Logo se recompôs, e passou pela porta correndo.
Sentia que precisava encontrar Chris o mais rápido possível.



Aquela já era a terceira sala que revirava e ainda não encontrou nada que poderia usar. As outras duas não possuíam nada muito eficiente. A segunda, talvez… havia combustível líquido em uns galões. Mas não havia nenhum gatilho. Nada que encadeasse a maldita explosão.
Naquela espécie de base sempre havia mecanismos de destruição, para enterrar as provas de toda a ação caso algo vaze, ou em caso de ataque estrangeiro. Mas McMillan não sabia onde estava e como era. Só ouviu falar.
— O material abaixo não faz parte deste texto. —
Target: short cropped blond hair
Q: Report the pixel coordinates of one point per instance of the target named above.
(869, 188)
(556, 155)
Essa falta de informação o deixava louco. Revirava mesas abandonadas, com rastros de sangue. Olhava armários cheios de coisas de nomes difíceis, procurava, e nada.
Nada.
Saiu da sala, era inútil. Correu para a próxima. Porta dupla de metal, tranca forte. Teve que gastar duas balas nela para que abrisse. Entrou correndo, e as luzes acenderam automaticamente.
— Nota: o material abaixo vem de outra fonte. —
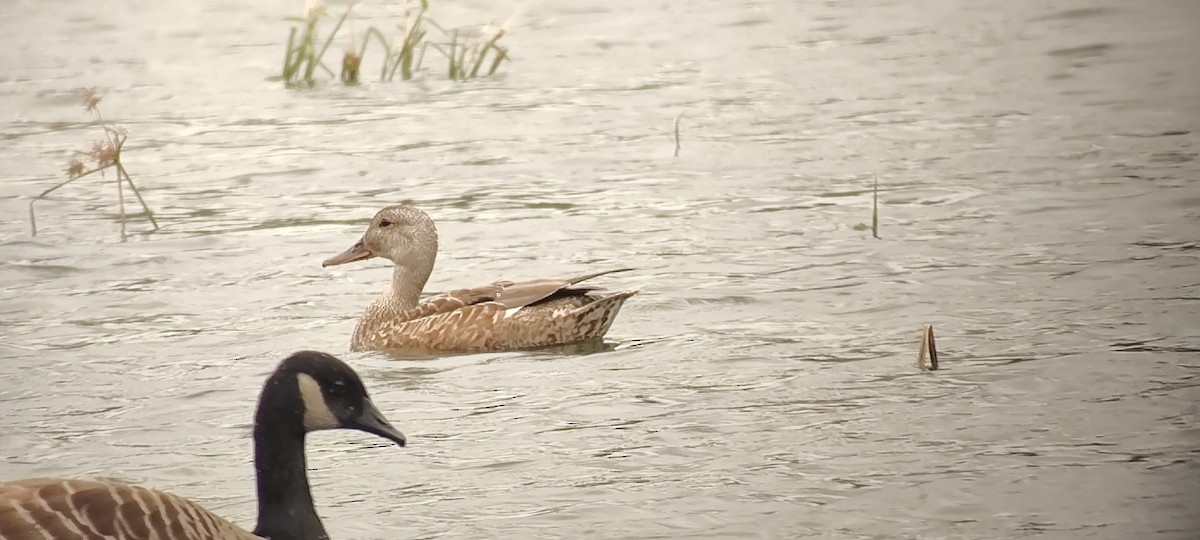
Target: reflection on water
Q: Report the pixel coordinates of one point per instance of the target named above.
(1037, 186)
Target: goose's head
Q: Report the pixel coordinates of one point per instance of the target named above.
(401, 234)
(329, 394)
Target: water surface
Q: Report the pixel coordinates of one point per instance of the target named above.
(1038, 205)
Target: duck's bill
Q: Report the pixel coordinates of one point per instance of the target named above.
(372, 421)
(357, 252)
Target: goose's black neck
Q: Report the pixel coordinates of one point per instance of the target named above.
(285, 501)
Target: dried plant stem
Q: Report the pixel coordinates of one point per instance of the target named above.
(875, 208)
(107, 154)
(928, 346)
(120, 172)
(677, 135)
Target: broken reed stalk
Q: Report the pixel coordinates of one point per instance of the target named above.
(677, 135)
(305, 57)
(107, 154)
(928, 346)
(875, 208)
Como nas outras salas, havia marcas de sangue e coisas reviradas. Mas aquela era muito diferente das outras.
Bem ampla, com uma cabine de vidro ao centro. Tecnologia mais avançada do que estava acostumado, e vidros de toda forma e tamanho. Roupas especiais estavam penduradas na parede.
Era uma sala de experiência, e Johannes não quis saber que tipo de coisa eles faziam ali.
Um barulho metálico chamou sua atenção, e ele se virou para ver um autômato entrar, aparentemente furioso. McMillan atirou duas vezes, e ele desviou das duas balas.
A terceira e a quarta balas atingiram em cheio, quase que a queima-roupa.
Porém, elas ricochetearam no metal.
Johannes não esperava por isso de modo algum, e muito menos a dor que lhe atingiu a perna. Atingido pela própria bala, quem diria?
Conhecia aquela dor, ah, sim. Não era o primeiro tiro que levava, com o tempo se acostuma. Mas seus movimentos estavam limitados, e o autômato ainda estava inteiro.
Ele era menor, não tão perigoso quanto aqueles de Lyra, mas suas balas não atingiam o metal. McMillan tentou correr, mas coxeava. Tropeçou num fio qualquer, e caiu. Virou-se de costas para mirar, e acertou a garganta do autômato.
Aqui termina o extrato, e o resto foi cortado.